Flashback: Princess Aura, 2008

16 10 2010

In June 2008, I flew to Berlin from Chicago to live as Princess Aura from the 1980 Mike Hodges version of “Flash Gordon” for a two-week performance installation/character exploration/surreal-ass-experience called FICTIVE DAYS, curated by my dear friend Sergio (of Halloween 2008 fame). This photo was from a makeup test before I left.





Flashback: Skizum spooky, Oct ’09

13 10 2010

My friend (and photographer of my headshots/web site photos) Justin Harris and I collaborated on this shoot last October. We shot in the dark in Justin’s room at Skizum, using different colored flash gels.





Flashback: Bored in December ’08

9 10 2010

Sometimes when I have nothing else to do, or more likely when I’m procrastinating, I will start playing with my makeup. This was one of those nights in Berlin.

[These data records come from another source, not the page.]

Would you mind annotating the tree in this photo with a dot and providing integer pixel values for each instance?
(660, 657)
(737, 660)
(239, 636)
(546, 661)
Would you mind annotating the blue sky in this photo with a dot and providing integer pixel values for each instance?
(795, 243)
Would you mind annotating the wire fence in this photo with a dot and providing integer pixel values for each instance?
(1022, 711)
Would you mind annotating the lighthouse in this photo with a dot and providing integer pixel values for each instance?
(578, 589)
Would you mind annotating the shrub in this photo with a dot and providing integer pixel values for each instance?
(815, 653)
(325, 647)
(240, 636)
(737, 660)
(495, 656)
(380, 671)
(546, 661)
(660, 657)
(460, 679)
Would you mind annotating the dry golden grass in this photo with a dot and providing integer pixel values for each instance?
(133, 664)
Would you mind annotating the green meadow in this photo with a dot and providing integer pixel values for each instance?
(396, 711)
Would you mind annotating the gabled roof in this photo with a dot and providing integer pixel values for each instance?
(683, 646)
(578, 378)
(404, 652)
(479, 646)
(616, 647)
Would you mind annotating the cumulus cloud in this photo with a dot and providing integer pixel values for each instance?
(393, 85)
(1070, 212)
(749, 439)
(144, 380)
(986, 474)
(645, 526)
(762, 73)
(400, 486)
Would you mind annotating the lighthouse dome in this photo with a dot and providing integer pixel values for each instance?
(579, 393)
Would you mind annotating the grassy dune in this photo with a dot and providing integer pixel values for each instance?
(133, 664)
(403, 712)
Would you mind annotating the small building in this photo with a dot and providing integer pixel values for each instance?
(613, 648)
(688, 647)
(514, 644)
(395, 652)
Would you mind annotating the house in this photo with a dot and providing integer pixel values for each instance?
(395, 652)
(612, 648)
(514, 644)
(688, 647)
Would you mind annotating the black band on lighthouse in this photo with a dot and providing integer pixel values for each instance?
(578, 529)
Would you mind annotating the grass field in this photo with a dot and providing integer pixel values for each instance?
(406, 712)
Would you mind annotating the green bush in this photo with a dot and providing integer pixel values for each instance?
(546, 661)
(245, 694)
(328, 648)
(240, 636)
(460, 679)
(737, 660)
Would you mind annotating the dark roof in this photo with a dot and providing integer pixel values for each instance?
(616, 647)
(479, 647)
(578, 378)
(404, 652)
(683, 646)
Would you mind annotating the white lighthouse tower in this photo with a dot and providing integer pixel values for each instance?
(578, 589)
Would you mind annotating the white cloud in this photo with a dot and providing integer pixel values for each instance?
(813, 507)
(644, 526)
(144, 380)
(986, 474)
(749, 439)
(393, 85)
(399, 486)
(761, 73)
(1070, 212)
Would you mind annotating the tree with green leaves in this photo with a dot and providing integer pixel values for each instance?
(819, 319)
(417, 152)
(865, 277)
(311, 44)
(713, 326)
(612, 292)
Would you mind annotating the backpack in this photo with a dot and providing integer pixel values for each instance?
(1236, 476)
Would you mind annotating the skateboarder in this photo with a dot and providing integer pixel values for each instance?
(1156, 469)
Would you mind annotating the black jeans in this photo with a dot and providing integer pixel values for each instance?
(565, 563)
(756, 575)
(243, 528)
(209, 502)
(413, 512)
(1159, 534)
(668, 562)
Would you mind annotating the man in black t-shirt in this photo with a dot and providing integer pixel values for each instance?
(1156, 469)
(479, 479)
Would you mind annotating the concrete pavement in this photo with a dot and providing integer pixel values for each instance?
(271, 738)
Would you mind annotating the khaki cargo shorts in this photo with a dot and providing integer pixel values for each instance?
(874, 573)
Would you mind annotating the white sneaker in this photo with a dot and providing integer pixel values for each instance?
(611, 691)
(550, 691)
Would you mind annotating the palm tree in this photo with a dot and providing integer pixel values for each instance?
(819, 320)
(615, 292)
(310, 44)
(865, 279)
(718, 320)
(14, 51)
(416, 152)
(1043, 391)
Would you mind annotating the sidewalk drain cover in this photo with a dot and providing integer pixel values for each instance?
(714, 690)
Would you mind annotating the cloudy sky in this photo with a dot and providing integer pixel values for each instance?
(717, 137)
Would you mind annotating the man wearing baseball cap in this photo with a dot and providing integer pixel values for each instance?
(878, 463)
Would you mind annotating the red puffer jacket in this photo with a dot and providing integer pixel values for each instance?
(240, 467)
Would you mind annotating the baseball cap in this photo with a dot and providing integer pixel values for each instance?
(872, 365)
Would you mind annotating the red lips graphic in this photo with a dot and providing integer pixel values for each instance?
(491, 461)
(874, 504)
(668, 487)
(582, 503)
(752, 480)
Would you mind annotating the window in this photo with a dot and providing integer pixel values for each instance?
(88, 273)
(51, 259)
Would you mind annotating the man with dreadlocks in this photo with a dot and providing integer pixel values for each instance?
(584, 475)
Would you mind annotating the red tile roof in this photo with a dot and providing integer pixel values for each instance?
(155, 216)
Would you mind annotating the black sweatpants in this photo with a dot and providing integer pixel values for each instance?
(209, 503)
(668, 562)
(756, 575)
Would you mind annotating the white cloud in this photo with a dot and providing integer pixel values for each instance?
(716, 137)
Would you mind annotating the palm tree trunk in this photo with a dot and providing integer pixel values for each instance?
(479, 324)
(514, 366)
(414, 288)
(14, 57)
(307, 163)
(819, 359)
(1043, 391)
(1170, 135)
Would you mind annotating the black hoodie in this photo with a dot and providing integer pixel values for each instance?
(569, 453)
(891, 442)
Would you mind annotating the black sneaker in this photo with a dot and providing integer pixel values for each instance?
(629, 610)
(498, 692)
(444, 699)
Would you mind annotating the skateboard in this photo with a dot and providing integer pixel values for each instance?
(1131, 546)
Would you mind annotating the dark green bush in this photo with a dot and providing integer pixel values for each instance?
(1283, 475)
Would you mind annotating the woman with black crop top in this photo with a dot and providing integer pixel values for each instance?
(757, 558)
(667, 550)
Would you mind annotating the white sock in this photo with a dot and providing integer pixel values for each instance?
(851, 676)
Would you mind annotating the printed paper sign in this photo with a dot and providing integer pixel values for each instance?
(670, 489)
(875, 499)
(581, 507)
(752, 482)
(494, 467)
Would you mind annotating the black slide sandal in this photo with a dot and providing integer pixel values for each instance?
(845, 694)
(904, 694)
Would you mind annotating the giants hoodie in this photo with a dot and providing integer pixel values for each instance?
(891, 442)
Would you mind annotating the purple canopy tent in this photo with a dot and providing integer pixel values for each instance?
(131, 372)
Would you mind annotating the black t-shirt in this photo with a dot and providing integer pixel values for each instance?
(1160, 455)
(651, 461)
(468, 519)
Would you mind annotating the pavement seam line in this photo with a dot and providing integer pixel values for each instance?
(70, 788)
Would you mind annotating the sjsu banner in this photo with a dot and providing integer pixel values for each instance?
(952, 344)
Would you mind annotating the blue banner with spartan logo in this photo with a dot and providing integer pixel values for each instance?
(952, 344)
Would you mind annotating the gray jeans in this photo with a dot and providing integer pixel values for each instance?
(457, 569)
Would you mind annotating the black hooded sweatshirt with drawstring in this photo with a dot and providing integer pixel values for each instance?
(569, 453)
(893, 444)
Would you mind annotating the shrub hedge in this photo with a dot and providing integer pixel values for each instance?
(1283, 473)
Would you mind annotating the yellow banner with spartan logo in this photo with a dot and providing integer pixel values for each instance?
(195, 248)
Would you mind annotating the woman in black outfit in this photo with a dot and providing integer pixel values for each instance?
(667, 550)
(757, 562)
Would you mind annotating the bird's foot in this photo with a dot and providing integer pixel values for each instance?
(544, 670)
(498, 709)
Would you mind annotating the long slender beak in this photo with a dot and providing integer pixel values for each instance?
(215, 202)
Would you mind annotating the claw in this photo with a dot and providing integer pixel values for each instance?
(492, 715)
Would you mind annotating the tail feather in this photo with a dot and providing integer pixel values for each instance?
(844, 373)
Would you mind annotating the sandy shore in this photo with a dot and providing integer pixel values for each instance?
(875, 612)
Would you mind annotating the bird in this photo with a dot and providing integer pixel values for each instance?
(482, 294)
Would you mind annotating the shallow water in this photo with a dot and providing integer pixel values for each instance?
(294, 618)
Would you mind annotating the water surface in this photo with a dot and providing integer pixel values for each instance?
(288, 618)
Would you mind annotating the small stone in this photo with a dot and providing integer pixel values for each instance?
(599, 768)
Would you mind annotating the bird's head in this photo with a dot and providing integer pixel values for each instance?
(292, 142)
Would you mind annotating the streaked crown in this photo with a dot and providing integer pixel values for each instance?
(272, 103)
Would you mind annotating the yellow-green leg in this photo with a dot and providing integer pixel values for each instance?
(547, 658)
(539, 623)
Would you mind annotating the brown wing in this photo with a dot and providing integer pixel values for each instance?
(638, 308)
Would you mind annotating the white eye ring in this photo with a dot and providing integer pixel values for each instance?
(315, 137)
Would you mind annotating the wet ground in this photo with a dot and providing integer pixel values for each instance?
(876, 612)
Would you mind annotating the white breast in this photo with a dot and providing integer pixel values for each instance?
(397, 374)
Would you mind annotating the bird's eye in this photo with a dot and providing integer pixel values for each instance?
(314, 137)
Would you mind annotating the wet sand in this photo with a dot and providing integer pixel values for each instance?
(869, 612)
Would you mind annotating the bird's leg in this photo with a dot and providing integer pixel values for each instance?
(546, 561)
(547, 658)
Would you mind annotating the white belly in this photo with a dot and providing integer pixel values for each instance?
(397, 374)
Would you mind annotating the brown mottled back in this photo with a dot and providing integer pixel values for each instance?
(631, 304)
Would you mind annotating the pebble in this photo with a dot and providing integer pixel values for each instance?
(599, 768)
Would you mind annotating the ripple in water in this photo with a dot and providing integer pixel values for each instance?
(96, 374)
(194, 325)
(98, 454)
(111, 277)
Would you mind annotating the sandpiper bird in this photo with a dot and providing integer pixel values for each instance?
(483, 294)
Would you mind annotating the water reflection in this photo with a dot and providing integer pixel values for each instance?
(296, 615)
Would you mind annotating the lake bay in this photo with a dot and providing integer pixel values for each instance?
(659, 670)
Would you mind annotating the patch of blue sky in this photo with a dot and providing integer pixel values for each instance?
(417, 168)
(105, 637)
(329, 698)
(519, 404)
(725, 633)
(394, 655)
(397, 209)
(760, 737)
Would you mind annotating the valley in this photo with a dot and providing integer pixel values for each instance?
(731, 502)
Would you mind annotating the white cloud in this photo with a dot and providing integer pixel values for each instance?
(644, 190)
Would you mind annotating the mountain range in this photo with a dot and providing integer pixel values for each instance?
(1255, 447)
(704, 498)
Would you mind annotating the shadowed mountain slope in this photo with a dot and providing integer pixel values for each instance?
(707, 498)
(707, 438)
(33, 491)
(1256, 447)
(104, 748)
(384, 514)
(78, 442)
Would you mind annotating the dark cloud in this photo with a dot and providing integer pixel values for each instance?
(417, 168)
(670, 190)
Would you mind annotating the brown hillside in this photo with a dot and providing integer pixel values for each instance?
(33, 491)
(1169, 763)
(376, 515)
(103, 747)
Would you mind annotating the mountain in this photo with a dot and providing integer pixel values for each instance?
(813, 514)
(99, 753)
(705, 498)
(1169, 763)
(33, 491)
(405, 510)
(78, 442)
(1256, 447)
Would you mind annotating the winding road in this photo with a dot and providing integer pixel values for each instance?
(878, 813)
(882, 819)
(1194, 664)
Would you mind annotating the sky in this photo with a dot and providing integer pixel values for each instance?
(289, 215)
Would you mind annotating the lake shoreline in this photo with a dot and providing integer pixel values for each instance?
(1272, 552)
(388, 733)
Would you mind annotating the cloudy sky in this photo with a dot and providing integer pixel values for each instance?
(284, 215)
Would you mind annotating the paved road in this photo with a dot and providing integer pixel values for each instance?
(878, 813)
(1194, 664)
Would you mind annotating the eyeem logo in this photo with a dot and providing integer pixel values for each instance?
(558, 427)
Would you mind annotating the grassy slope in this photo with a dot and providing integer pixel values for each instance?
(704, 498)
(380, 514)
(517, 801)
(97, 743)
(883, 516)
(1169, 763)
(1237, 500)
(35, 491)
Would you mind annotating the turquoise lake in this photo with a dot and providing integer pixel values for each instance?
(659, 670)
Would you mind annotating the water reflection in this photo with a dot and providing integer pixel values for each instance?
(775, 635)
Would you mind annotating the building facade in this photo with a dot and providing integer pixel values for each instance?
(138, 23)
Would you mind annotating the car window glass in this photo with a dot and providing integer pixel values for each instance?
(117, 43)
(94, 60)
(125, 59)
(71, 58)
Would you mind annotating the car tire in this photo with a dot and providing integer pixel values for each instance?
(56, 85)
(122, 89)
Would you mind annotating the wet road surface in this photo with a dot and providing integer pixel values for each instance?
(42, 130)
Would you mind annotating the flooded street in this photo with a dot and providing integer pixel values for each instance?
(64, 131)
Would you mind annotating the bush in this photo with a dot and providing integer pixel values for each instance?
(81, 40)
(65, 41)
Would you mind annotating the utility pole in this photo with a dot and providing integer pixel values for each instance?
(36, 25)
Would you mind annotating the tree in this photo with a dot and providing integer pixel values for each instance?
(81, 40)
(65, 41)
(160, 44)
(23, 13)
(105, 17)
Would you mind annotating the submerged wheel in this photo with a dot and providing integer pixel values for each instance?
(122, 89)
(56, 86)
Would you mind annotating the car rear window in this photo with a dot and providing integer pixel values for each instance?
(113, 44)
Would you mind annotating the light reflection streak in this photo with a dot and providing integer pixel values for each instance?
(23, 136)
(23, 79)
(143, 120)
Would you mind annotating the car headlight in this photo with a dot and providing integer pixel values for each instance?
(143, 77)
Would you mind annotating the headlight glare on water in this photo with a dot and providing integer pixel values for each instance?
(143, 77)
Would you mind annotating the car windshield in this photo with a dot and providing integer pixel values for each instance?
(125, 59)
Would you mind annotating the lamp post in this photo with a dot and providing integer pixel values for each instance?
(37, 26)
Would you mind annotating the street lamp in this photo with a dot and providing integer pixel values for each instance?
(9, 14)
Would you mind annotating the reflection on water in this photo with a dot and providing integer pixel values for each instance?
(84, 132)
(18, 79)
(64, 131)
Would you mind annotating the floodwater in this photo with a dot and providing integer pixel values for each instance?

Flashback: Halloween ’08, LED-licious

8 10 2010

Berlin, 2008… I hosted the Laugh O’s and my friend and partner-in-clown Sergio for pre-Halloween prep, then we all went to the one place in Berlin where you can reliably find Americans avoiding German culture, White Trash Fast Food. My costume was a scavenged together look of shiny things and LED lights that I already had in my possession (in other words, a bunch of glowy bullshit I paid to move from Chicago). I did makeup for a few people, including Sergio, seen in the photo below. He sports my LED top hat while I have a tangle of LEDs in my hair. I was also wearing five pairs of eyelashes.





Flashback: Halloween ’09, Plastic Fantastic (aka AstroCher)

4 10 2010

Berlin, 2009… I wasn’t feeling terribly inspired last year, so I didn’t make a costume for the first time in… Well probably ever. I bought this seafoam green polyester dress in Boston in 1996 and have hauled it all over creation ever since. The hair and makeup were 70′s disco/Cher inspired, and in this light on stage at the Kookaburra, I look positively plastastic. Still a fun look, despite its uncustomary lackadaisicalness.





Ve at the Kookaburra Club

24 01 2010

Some videos from one of my last performances at the Kookaburra Club in Berlin. I do believe this was on my birthday, December 15th–English Comedy Night hosted by Wodonga’s own Kim Eustice.

More videos on my youtube channel at youtube.com/vemagni!





Keep on movin’…

11 01 2010

Only 5 days left in Berlin, and I’m taking inventory. Partially because I’ve been incapacitated for the past week, but also because I am once again starting my life over… Sort of. More like returning to the scene of many old crimes, but as a different person.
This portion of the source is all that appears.